Just look at the time trial demos that come with onGuard to know how to do the time limited licence. However be aware that just simple manipulation of the computer clock will be enough to fool it. In my opinion best trial software is such, that is lack some vital functionality (save button...). Good time trials are very hard to make in my opinion.

I use the lower level OnGuard APIs rather than the classes as suggested by Runner. Either will work fine, the classes end up calling the lower level APIs anyway. Here are my wrapper utility functions for these lower level API methods.
{ Used by you to generate the unlock code you send to your customer, do not include in the customer software }
function GenerateReleaseCode(const inAppKey : string; inExpiryDate : TDateTime; inRegCode : string) : string;
(* inAppKey is the byte sequence key you already have
inRegCode can be anything, typically customers name
Returns the release code for the customer to type into the software *)
var
releaseCode : TCode;
key : TKey;
begin
HexToBuffer(inAppKey, key, SizeOf(TKey));
InitRegCode(key, inRegCode, inExpiryDate, releaseCode);
Result := BufferToHex(unlockCode, SizeOf(releaseCode));
end;
{ Used in your program to authenticate if the release code is valid - does not check for expiry }
function AuthenticateReleaseCode(const inReleaseCodeHexString : string; const inAppKey : TKey) : Boolean;
var
releaseCode : TCode;
begin
HexToBuffer(inReleaseCodeHexString, releaseCode, SizeOf(releaseCode));
Result := IsRegCodeValid(inAppKey, releaseCode);
end;
{ Used in your program to test if the license has expired }
function UnlockCodeExpiryDate(const inReleaseCodeHexString : string; const inAppKey : TKey) : TDateTime;
var
releaseCode : TCode;
begin
HexToBuffer(inReleaseCodeHexString, releaseCode, SizeOf(releaseCode));
Result := GetExpirationDate(inAppKey, releaseCode);
end;
I do use OnGuard extensively but only for enterprise software where piracy isn't such an issue. If you're selling consumer software and your worried about piracy I'd recommend a stronger solution such as a commercial copy protection library that encrypts the exe.

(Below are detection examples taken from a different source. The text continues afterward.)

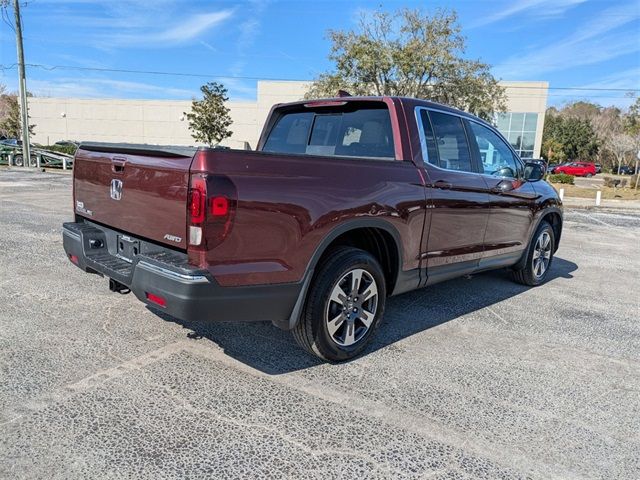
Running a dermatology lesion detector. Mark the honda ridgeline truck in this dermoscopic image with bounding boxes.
[63,97,562,361]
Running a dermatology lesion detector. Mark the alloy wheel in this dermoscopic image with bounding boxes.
[532,231,551,278]
[325,268,378,347]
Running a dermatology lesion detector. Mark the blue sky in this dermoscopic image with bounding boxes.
[0,0,640,107]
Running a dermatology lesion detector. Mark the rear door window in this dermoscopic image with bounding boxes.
[263,104,395,160]
[429,112,474,172]
[262,112,313,153]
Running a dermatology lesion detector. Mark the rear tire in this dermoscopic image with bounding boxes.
[293,247,387,362]
[512,221,556,287]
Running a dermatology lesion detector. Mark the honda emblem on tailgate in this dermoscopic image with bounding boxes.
[111,178,122,200]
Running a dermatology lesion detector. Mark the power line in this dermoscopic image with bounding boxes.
[0,63,640,92]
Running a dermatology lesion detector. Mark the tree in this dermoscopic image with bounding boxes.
[0,85,35,138]
[542,112,599,160]
[306,9,506,119]
[624,97,640,137]
[606,133,636,175]
[185,82,233,145]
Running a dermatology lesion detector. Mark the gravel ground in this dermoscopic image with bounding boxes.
[0,170,640,479]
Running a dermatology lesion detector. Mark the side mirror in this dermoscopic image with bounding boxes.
[524,162,545,182]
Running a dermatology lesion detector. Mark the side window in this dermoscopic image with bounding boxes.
[469,122,521,178]
[263,104,395,160]
[429,112,473,172]
[262,112,313,153]
[335,108,395,160]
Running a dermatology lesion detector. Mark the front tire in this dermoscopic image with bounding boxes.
[293,247,387,362]
[512,221,555,287]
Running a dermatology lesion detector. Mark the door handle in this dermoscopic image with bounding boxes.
[490,180,516,195]
[111,157,127,173]
[433,180,453,190]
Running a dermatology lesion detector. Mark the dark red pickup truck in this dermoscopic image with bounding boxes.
[63,97,562,361]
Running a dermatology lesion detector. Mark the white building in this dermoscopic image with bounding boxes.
[29,81,548,157]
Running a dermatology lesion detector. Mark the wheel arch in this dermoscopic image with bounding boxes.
[512,206,562,270]
[277,218,403,330]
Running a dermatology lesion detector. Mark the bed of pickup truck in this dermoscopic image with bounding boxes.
[63,97,562,361]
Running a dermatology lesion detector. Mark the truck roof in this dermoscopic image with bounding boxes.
[274,95,484,121]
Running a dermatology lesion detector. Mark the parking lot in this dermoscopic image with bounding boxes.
[0,170,640,479]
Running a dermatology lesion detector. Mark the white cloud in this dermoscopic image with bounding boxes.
[494,4,640,80]
[101,9,234,47]
[29,78,197,99]
[471,0,587,28]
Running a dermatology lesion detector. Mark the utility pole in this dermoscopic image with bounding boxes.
[13,0,31,167]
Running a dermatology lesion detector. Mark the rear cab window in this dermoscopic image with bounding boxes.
[262,101,395,160]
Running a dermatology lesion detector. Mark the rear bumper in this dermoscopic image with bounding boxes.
[62,222,302,326]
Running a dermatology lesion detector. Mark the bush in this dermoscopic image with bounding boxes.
[547,173,576,185]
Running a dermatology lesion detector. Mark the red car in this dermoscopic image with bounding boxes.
[553,162,596,177]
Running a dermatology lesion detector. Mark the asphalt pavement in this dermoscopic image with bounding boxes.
[0,170,640,479]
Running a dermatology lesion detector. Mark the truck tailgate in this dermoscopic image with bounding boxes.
[73,143,196,248]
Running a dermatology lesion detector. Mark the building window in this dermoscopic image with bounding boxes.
[496,112,538,158]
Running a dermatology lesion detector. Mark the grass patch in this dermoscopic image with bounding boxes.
[551,183,640,201]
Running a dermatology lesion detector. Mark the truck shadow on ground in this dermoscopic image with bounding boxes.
[150,257,578,375]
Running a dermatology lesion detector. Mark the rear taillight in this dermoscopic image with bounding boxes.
[188,173,238,266]
[189,175,207,224]
[211,197,229,217]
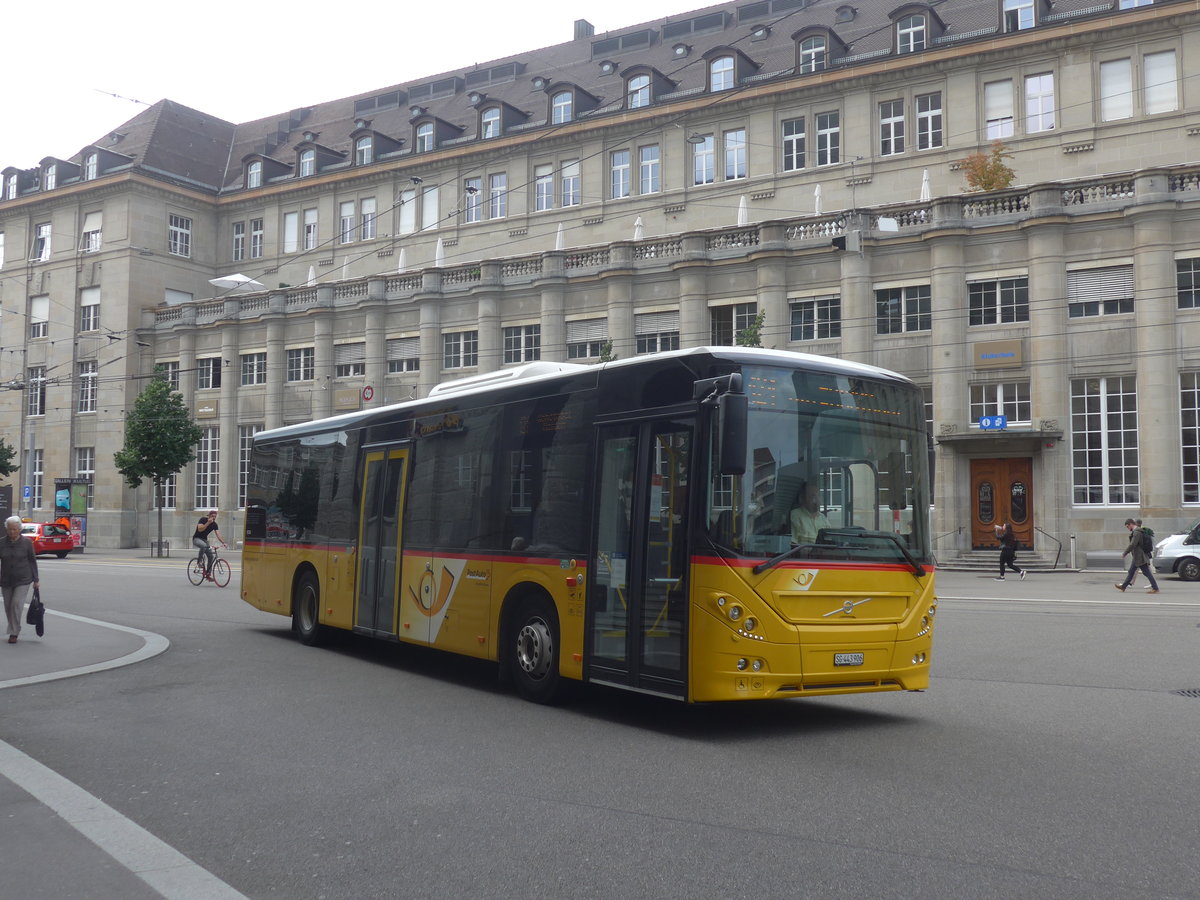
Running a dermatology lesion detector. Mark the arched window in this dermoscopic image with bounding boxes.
[625,76,650,109]
[800,37,829,74]
[479,107,500,138]
[550,91,575,125]
[354,134,374,166]
[708,56,733,91]
[413,122,433,154]
[896,16,925,53]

Even then you can slow the crackers down, but you can't stop them.

3) You should "scatter" the key around and maybe having part of it computed someway. The simpler to identify the key, of course the simpler to bypass protection. But even a complex key is useless if a simple JMP instruction in the proper place will bypass the whole protection check. Those checks should be also more than one, and again, scattered around.
4) Be careful with such kind of licenses - usually users don't like them unless the annual fee means also some perceived value (i.e. an antivirus gives you update signatures, or a GPS application updated maps). Just forcing users to pay annually may look good for you, but not for users, even if you add new features they may not regard as useful. If the application stop working is even worse. That's one of the issue that killed many Unix applications when Windows application with the same features but without yearly fees became available. I know that many companies are thinking to return to that model - if it will be successful is yet to be seen.